Pour la première fois depuis 2009, date de sa création, la case des tous-petits de Colibantan n’a pas fait sa rentrée. Les locaux sont vides et risquent de le rester. Au grand désespoir de la communauté éducative. Avec plus de 150 enfants sur le carreau.
Ecole primaire : 0% de réussite
Les habitants de Colibantan se sentent abandonnés. Loin de Tambacounda et plus encore de la capitale, ils constatent avec amertume et résignation que l’Etat les a abandonnés. Dans le domaine de l’Education en tous les cas, l’année 2014 est celle des grandes déceptions. L’école primaire a obtenu de piètres résultats, les pires du département : 0% de réussite au CEFE. La communauté n’est pas contente. Comment une école qui en 2003 avait obtenu 100% au CEFE peut elle 10 ans plus tard obtenir le score totalement inverse. L’année passée, le village – constatant l’incapacité du Directeur a gérer son équipe correctement – et après plusieurs jours de grève et plusieurs délégations à l’Inspection Académique – avait demandé le départ du Directeur. Le Directeur est toujours là en cette rentrée 2014-2015, pour le meilleur et pour le pire. Et ne comptez-plus sur les populations pour se mobiliser. Résignation et impuissance sont les maitres-mots ou maitres-maux plutôt. Car le silence tue, lentement mais sûrement. « Certains enseignants sont natifs du village » ose s’exprimer mais sans accepter qu’on cite son nom, un parent d’élèves. « Si on commence à critiquer un enseignant parent du village, cela va diviser le village ». Ne rien dire donc et accepter résigné que l’école ne remplisse pas son rôle. « Une nouvelle génération d’élèves va être sacrifiée », témoignent résignés d’autres responsables associatifs locaux et les étudiants. « Dans les années 2000 à 2003, notre école a pourtant produit 40 bacheliers », confirme son Président. Ils sont aujourd’hui tous étudiants à Dakar. Et se désolent comme le reste de la communauté des résultats de cette école primaire. Se rappelant avec nostalgie de l’équipe enseignante motivée qui oeuvrait à cette époque dans le village avec une directeur qui tenait bien la barre.
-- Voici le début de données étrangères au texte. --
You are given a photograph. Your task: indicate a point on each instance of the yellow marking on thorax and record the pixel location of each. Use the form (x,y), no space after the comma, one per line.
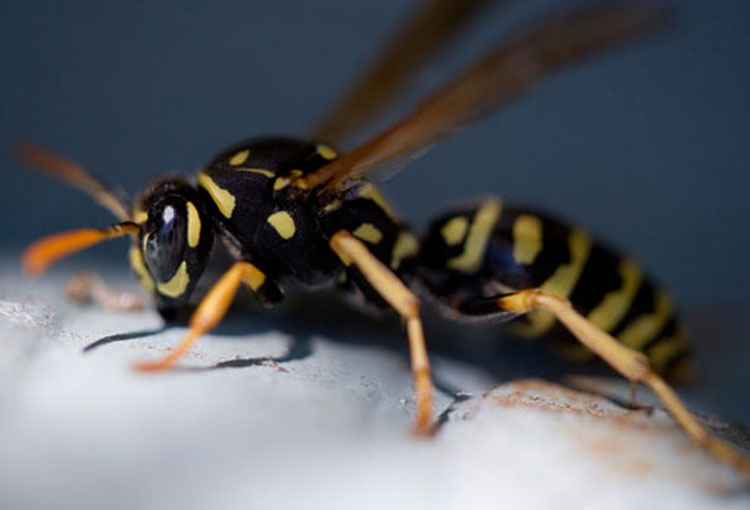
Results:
(407,245)
(667,348)
(368,232)
(176,286)
(326,151)
(239,158)
(194,225)
(479,234)
(282,182)
(527,239)
(223,199)
(144,277)
(561,283)
(283,223)
(259,171)
(610,311)
(644,328)
(454,230)
(140,216)
(370,192)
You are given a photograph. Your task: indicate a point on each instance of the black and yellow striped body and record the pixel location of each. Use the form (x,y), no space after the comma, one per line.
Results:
(475,253)
(285,230)
(248,197)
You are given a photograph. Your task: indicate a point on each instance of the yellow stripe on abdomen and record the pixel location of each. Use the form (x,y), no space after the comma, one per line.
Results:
(561,283)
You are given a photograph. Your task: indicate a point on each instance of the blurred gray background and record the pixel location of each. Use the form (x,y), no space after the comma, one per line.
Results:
(648,147)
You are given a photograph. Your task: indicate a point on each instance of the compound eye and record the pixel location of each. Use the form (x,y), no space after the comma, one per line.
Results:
(164,241)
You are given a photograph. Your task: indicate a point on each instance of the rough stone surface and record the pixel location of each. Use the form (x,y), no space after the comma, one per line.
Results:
(325,425)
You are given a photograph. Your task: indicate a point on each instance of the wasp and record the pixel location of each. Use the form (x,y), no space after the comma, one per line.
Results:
(298,214)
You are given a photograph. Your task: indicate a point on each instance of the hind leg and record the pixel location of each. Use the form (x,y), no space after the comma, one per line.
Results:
(633,365)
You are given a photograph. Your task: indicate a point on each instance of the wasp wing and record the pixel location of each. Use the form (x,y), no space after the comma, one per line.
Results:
(508,70)
(430,29)
(60,167)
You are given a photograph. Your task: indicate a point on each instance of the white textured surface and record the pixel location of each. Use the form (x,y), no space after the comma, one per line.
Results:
(328,430)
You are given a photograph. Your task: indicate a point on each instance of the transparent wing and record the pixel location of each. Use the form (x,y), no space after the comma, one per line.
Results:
(430,29)
(509,69)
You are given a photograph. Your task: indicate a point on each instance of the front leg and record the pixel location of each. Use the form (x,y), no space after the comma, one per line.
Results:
(352,251)
(211,310)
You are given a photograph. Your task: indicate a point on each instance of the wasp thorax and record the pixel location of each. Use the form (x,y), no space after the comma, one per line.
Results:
(165,237)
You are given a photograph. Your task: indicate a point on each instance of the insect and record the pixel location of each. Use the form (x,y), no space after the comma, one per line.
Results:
(295,213)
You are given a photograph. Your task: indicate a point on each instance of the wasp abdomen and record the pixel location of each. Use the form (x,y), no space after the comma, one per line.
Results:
(487,249)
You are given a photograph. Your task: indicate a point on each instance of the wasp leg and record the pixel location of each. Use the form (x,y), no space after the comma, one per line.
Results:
(90,287)
(352,251)
(630,363)
(210,311)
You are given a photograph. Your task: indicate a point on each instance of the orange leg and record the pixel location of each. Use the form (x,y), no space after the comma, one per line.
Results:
(352,251)
(631,364)
(210,311)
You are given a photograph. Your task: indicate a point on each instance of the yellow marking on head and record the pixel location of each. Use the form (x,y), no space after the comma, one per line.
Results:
(407,245)
(239,158)
(194,226)
(140,216)
(176,286)
(332,205)
(144,277)
(562,282)
(610,311)
(283,223)
(667,348)
(479,234)
(527,239)
(259,171)
(454,231)
(644,328)
(282,182)
(368,232)
(370,192)
(224,200)
(326,151)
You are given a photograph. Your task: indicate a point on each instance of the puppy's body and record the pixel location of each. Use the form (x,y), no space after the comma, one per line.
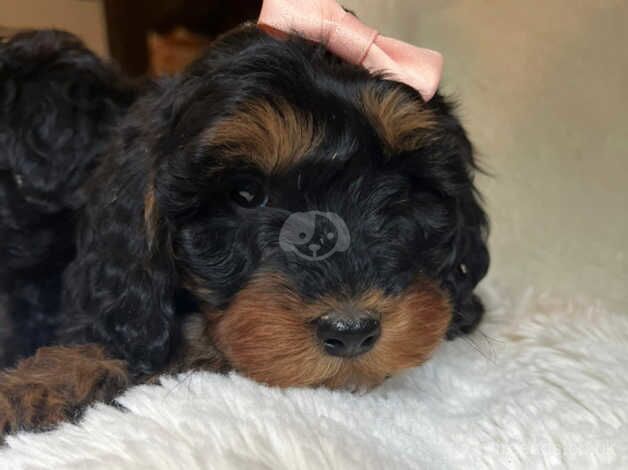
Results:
(185,257)
(57,104)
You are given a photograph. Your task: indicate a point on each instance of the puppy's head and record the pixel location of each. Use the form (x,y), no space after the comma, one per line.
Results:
(323,219)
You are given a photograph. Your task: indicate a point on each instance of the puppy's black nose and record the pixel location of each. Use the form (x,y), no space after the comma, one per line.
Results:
(347,335)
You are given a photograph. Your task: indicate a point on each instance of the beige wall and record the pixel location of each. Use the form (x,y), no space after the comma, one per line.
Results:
(543,87)
(84,18)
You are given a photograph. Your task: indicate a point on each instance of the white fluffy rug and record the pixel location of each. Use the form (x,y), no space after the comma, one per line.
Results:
(544,384)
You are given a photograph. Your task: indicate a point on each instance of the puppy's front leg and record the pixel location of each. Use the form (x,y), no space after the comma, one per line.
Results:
(57,384)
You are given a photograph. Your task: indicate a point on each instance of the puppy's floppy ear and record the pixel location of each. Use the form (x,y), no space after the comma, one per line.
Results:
(120,289)
(468,259)
(430,143)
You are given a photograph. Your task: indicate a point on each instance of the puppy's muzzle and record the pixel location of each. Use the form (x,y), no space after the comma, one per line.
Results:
(348,333)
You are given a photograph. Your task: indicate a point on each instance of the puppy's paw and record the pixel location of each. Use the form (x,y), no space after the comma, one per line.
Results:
(56,385)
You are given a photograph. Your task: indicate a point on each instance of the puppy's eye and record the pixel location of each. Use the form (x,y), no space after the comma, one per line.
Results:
(249,192)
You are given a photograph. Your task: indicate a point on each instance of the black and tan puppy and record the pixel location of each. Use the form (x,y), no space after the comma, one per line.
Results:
(273,210)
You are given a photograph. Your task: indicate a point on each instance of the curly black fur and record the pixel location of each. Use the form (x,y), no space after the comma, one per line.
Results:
(416,213)
(57,104)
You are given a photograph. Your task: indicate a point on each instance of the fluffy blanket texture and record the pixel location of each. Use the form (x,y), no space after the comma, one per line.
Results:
(543,384)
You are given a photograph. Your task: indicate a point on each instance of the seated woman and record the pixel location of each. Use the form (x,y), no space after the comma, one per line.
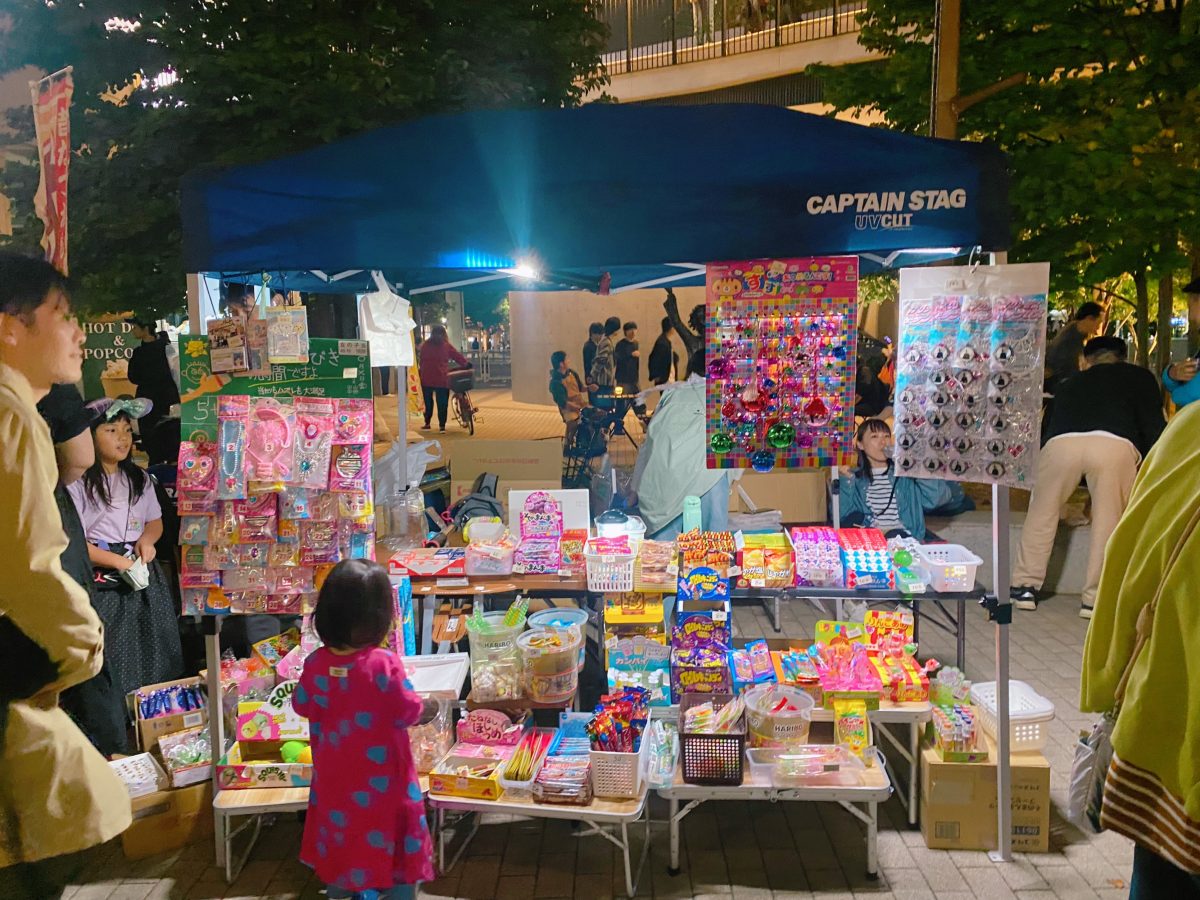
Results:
(671,463)
(873,496)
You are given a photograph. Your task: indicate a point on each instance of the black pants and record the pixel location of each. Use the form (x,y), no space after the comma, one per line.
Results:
(1155,877)
(443,397)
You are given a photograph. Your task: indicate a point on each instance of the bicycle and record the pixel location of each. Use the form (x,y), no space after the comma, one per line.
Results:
(461,381)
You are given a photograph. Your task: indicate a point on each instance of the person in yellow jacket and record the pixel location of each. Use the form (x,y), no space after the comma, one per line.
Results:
(1147,612)
(58,796)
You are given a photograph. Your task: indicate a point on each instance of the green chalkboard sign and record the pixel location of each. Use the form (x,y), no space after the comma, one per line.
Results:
(335,369)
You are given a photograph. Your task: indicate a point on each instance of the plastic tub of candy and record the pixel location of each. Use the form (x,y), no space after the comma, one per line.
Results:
(561,618)
(778,717)
(432,741)
(805,765)
(551,664)
(951,567)
(495,658)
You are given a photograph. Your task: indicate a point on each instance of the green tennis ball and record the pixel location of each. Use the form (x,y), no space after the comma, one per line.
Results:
(291,751)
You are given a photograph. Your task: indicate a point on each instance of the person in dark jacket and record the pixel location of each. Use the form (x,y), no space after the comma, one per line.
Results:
(663,361)
(1103,423)
(150,371)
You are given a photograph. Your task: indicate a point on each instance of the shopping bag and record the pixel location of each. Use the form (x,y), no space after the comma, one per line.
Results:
(1085,791)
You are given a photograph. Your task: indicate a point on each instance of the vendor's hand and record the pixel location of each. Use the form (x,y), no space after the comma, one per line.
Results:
(145,551)
(1183,371)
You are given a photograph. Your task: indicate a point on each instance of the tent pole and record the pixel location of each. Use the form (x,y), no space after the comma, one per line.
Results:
(1003,616)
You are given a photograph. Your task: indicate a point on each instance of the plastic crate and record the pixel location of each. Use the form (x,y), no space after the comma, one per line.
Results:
(1029,713)
(711,759)
(619,777)
(610,574)
(461,379)
(951,567)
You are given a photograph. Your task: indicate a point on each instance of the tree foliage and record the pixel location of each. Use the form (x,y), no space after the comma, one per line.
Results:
(257,79)
(1102,136)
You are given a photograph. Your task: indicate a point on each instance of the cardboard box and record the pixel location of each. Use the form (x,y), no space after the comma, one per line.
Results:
(799,495)
(958,802)
(150,730)
(519,465)
(168,820)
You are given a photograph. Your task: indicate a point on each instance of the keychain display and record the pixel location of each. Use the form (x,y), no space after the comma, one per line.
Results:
(969,375)
(780,346)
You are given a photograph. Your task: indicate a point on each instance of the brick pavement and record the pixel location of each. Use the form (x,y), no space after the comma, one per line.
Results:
(731,850)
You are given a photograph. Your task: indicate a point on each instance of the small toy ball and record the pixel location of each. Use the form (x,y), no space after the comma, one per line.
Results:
(762,460)
(781,435)
(721,443)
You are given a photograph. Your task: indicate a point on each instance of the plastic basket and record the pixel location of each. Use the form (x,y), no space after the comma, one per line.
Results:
(610,574)
(461,379)
(1027,717)
(951,567)
(619,777)
(711,759)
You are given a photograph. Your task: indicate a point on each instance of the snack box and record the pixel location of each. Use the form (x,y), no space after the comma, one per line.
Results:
(429,562)
(471,771)
(259,765)
(274,719)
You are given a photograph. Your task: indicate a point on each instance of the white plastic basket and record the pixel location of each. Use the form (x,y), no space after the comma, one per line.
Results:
(619,777)
(951,567)
(1029,713)
(610,574)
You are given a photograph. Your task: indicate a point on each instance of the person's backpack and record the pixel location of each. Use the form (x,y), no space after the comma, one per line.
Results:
(481,501)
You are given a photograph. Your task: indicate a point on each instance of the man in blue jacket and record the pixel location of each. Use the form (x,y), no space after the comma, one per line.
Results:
(1181,377)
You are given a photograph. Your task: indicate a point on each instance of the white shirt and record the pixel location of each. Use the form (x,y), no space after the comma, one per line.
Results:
(385,322)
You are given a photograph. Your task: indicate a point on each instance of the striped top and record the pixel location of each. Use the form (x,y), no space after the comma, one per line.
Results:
(1137,805)
(881,499)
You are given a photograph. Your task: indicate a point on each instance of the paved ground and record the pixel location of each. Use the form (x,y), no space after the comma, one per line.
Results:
(743,850)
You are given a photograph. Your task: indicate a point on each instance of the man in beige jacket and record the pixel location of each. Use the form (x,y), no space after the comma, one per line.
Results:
(58,796)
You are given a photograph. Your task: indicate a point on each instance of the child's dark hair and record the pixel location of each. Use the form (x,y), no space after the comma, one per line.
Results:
(864,465)
(95,485)
(355,607)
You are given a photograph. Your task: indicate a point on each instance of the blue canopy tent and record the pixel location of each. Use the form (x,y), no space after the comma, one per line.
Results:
(573,195)
(601,197)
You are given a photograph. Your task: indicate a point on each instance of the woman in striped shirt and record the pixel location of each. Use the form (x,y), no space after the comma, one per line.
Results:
(874,497)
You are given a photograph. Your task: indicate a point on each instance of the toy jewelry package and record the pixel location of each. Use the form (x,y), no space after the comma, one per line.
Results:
(969,372)
(780,340)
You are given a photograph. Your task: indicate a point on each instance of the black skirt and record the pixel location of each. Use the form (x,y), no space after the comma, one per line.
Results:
(141,634)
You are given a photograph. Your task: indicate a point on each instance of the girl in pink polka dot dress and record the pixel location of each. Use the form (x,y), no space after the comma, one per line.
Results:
(365,834)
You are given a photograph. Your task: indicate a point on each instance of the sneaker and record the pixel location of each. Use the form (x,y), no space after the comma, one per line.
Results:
(1025,598)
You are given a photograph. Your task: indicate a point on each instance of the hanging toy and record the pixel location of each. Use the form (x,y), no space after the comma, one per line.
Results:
(721,443)
(781,435)
(762,460)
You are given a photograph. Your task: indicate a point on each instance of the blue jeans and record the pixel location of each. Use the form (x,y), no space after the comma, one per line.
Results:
(1155,877)
(714,514)
(400,892)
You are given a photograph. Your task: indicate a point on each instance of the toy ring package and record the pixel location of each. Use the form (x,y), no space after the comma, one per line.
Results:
(969,372)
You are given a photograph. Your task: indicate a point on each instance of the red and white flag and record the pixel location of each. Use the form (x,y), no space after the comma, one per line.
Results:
(52,119)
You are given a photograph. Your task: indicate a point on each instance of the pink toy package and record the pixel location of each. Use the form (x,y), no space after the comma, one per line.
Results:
(315,437)
(354,423)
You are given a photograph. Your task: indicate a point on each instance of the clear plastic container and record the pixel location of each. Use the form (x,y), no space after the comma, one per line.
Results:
(771,726)
(495,659)
(551,664)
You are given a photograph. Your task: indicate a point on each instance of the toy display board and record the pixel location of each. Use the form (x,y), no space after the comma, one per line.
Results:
(274,478)
(780,341)
(969,372)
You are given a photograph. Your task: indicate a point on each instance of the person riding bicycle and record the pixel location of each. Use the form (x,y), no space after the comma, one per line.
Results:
(435,367)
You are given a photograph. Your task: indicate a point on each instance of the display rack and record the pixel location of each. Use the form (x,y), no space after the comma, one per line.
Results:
(861,801)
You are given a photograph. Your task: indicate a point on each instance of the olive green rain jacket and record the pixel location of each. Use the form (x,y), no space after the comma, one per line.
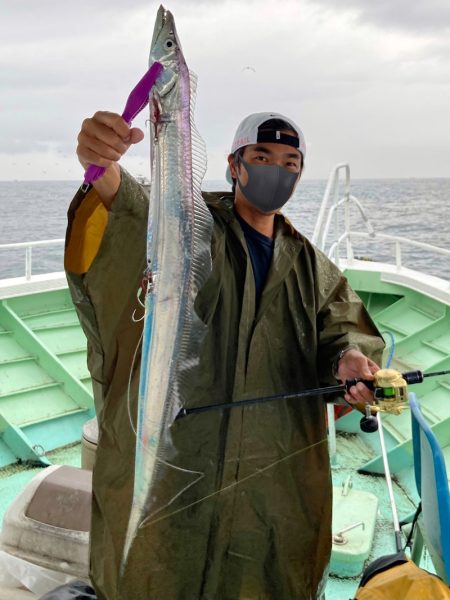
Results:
(257,526)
150 petits enfants sans classe
Que dire de la case des tous-petits. Sans aucune aide, mais avec beaucoup de volonté et l’implication de 3 jeunes bénévoles du village, les populations avaient aménagé dés 2009 la case des tous-petits dans un bâtiment désaffecté du village à proximité de l’école primaire. Deux classes pas vraiment adaptées à l’accueil de tous-petits, mais 2 classes quand même. Avec de 2009 à 2014 : plus de 150 élèves en moyenne par an. Et plus encore, sans aucun doute, si la case des tous-petits avait disposé de davantage de locaux. Mais faute de moyens et d’aides de l’Etat, notamment dans la gestion des ressources humaines, les jeunes bénévoles de Colibantan, pourtant très motivés à l’instar de Sidi Ly, se sont essoufflés, puis complètement découragés : comment peut-on demander à des personnes en difficulté économique de s’investir pendant plus de 5 ans à plein temps et bénévolement ? La case des tous-petits représentait pourtant une chance formidable et un levier pour la réussite des élèves dans une zone marquée par l’échec et l’abandon scolaire précoce.
Un collège apprécié mais précaire
Une petite satisfaction quand même (à nuancer) pour les populations de Colibantan et les écoles polarisées : l’érection du collège de Colibantan à la rentrée 2012. L’Etat a mis les moyens en ressources humaines : une équipe de jeunes enseignants formés et motivés, un principal du même acabit. Et une satisfaction générale de la communauté pour le travail mené depuis 2 ans par l’équipe éducative. Mais malgré la mobilisation du village pour la construction d’un bâtiment administratif, la construction de latrines, l’adduction d’eau, la situation matérielle du collège est précaire : 5 classes provisoires qu’il faut reconstruire chaque année. « L’Etat ne peut pas tout faire certes. Et elle fait avec ses moyens », admettent les populations. « Mais on ne peut pas tout demander non plus à des populations qui ont déjà du mal à résoudre leurs propres problèmes économiques et à faire manger leurs enfants tous les jours », témoigne Lamine un responsable associatif. « Nous demandons que l’Etat nous aide à construire un collège digne de nos enfants et digne des objectifs que s’appliquent l’Education Nationale », clame la communauté éducative.
Des doléances que le chef du village Famara Ly et des responsables associatifs ont essayé de faire entendre à l’adjoint du Gouverneur et à sa délégation venus mi-octobre dans la commune pour célébrer la journée internationale sur le Droit à l’Alimentation. Mais pas sûr que le message ait été bien entendu. La caravane est passée rapidement. Les enfants de Colibantan restent sur le carreau.